TRiCo: Triadic Game-Theoretic Co-Training for Robust Semi-Supervised Learning

审稿意见

评分: 4置信度: 42025-06-26

The paper introduces a semi-supervised learning (SSL) method that is based on a game-theoretic interaction among models. This paper observes how existing methods select pseduo-labels based on the models' confidence, which is susceptible to calibration error and can be detrimental. The proposed solution uses mutual information as an alternative to pseudo-label selection. It is shown that across a wide range of standard SSL benchmarks, the proposed method outperforms not only existing SSL methods but also fully-supervised methods despite using only 25% of the dataset.

优缺点分析

Strengths

The proposed method is tested on many image classification benchmarks. This is convincing, as many SSL methods are tested on fewer datasets due to the higher compute requirements.
This paper demonstrates various benefits to the proposed method, including feature clustering and CAM visualizations.

Weaknesses

Complexity: This is a limitation that exists not only in the proposed method, but also in existing semi-supervised learning methods. The proposed method uses two encoders that are trained using different methods, several additional models, and adversarially-robust training, in addition to the many details. Such multi-stage training methods and those that combine various modules are hard to apply to new problems due to development costs and potentially requiring a whole new set of hyperparameters to tune.
It's unclear what the role of each stage plays. Can some of the components be removed yet achieve similar performance? While Section 2 motivates each component, it's unclear that the intended effects are the cause for enhanced performance. For example, describing the teacher-student training as a Stackelberg game doesn't seem to use anything from game theory. Existence of a Nash equilibrium often doesn't say much about the quality of the equilibrium or convergence to equilibrium. While the teacher-student training is described as a bi-level (Stackelberg) game, the students/teacher are updated iteratively instead of being solved at different time scales.

Overall, the practical benefits seem to outweigh the limitations as an off-the-shelf method.
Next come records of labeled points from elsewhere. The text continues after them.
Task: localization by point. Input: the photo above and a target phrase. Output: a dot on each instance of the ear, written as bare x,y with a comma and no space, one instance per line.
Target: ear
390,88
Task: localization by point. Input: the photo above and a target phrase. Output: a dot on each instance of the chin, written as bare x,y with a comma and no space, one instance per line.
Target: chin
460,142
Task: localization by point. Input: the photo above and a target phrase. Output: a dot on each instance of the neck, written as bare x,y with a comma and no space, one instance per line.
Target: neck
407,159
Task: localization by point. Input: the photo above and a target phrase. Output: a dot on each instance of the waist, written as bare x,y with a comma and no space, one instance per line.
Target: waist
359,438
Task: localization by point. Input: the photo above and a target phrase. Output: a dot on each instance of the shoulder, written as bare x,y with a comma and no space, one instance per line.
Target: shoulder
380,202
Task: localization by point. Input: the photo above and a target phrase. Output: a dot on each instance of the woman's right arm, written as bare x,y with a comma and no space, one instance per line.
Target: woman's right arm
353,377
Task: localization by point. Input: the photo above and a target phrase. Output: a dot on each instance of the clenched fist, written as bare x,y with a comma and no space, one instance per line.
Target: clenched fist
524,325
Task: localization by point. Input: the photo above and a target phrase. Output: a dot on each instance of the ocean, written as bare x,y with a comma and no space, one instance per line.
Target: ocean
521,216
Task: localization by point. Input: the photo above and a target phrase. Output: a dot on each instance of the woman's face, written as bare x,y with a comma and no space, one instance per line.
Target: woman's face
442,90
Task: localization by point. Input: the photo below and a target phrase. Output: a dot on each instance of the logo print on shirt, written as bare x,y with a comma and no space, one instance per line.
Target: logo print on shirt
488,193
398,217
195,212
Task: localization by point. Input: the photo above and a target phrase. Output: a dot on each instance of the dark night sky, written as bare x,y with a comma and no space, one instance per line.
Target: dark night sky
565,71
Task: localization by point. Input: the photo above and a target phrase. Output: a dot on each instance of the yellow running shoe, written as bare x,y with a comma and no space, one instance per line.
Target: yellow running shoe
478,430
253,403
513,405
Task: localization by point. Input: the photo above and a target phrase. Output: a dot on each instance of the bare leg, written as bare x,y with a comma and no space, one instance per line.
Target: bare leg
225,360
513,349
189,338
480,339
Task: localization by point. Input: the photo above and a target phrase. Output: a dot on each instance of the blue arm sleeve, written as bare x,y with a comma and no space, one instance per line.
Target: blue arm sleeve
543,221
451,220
My main concern is that the method seems to be a bit ad-hoc, and therefore may have limited applicability outside of the considered benchmarks.

Minor Comments

The figures should have thicker curves; they are hard to read, for example Figure 1.a.
It seems unnecessary to put the results figure in page 1. I recommend moving this to the experiments/results sections.

问题

Is there any part of the method that can be removed or combined with others and yet retain the high performance?

局限性

Yes.

最终评判理由

The authors addressed my technical concerns regarding computational overhead and the Stackelberg formulation. The method is new and the authors demonstrate moderate gains on standard benchmarks. The contribution is solid, but does not substantially advance the state-of-the-art or open up new applications, which prevents me from giving a stronger recommendation. Therefore, I hold my rating as weak accept.

格式问题

None.

作者回复

2025-07-29

Q1: Method Complexity, Modularity, and Practicality

We thank the reviewer for raising important concerns regarding the complexity and modularity of TRiCo. While our method integrates several components, it remains a principled, end-to-end, and fully differentiable framework—distinct from multi-stage pipelines or ad-hoc ensembles. All components are trained jointly, and their interactions are synergistic rather than additive.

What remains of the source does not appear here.